My Reflection on the Botham Jean Story

I was reading some posts by white people who seem to understand the systemic nature of racism. I agree with what they were saying. However, I felt like something was missing.

People always get all warm and fuzzy when they see black people forgiving their white perpetrators and yes, we need to forgive. However, that’s the problem. It is all one-sided.

Black people have to forgive.

Black people have to inform white people and prove to them the struggles and issues of racism that black people have to endure every day.

Black people have to protest, advocate and risk much for justice and equity.

Black people have to adapt their lives and be sensitive to the situations they are in constantly.

Black people have to give, give, give with no or little opportunities to receive.

Black people have to convince everyone else that we are worthy, have value and are due dignity, respect, just, and humane treatment.

People were so touched by the brother’s forgiveness yet upset with the mother’s critique. We see this all the time. I wonder if people realize that these collective reactions feel like a slap in our face. Yet again we are told, albeit not verbally, to suck it up and do the right thing. That thing that makes white people feel better and less anxious.

I am a person of peace but I AM TIRED!!!!!!

To those white people who are woke and understand the depths of racism we are dealing with, I say:


You must speak to everyone in your sphere of influence and even create larger networks and start informing everyone and having those hard conversations that are necessary

You must show up in a supportive and encouraging way – physically showing up at rallies and protests, materially showing up by voting for those who will help to dismantle this foundation of racism, whether they are in the party you typically vote for or not

You must risk as much as black people have to risk every day of their lives. Risk your family, your friends, your job, your community for the sake of justice and equity.

Matthew 23:23

“Woe to you, teachers of the law and Pharisees, you hypocrites! You give a tenth of your spices—mint, dill and cumin. But you have neglected the more important matters of the law—justice, mercy and faithfulness. You should have practiced the latter, without neglecting the former.

There Is Hope!

Dallas has been in a tension-filled state for a while now and even the verdict and sentencing have not alleviated the tension. Things said during the trial actually added to the tension. We all agree that the police have a burden to bear and must implement change. However, I believe that we all have a burden to bear and must also be willing to implement change. Change in our thinking, beliefs, and behaviors.

One example of this I experienced this past weekend in a small town called Mulkiteo, WA. One year ago, my godson and another young man were murdered in Mulkiteo. One year later as things are winding down, my sister asked about some type of memorial for my godson. One of the officers took the lead and solicited for donations from the staff. They raised enough money to pay for a park bench with a plaque on it commemorating the life of my godson (see picture). Hence, my trip to Mulkiteo.

(Pictures: The bench, the view from the bench, my sister and one of the police hugging, me and my two sisters talking with one of the police.)

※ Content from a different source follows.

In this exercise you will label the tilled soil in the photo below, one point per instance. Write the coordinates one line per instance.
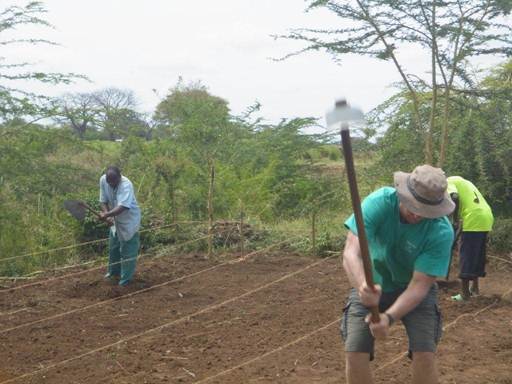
(269, 318)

However, that’s only part of the story. We heard many stories from police staff (officers, detectives, victim advocates – from Mulkiteo and the county of Snohomish – see picture). I also talked with the mayor and she said they were intentional about hiring diverse staff and having the staff undergo diversity training. The police chief is Asian, they have women and men in all different positions. Some of them even got emotional when telling their stories.

It gave me hope and something to hold onto as I made my way back to Dallas and the uncertainties of the Guyger trial. Yes, we need to change. And yes, there is hope that change is possible. They are changing things in Mulkiteo, WA and it shows us that we can change things in Dallas, TX. Be encouraged and be ready, willing and able to do your part.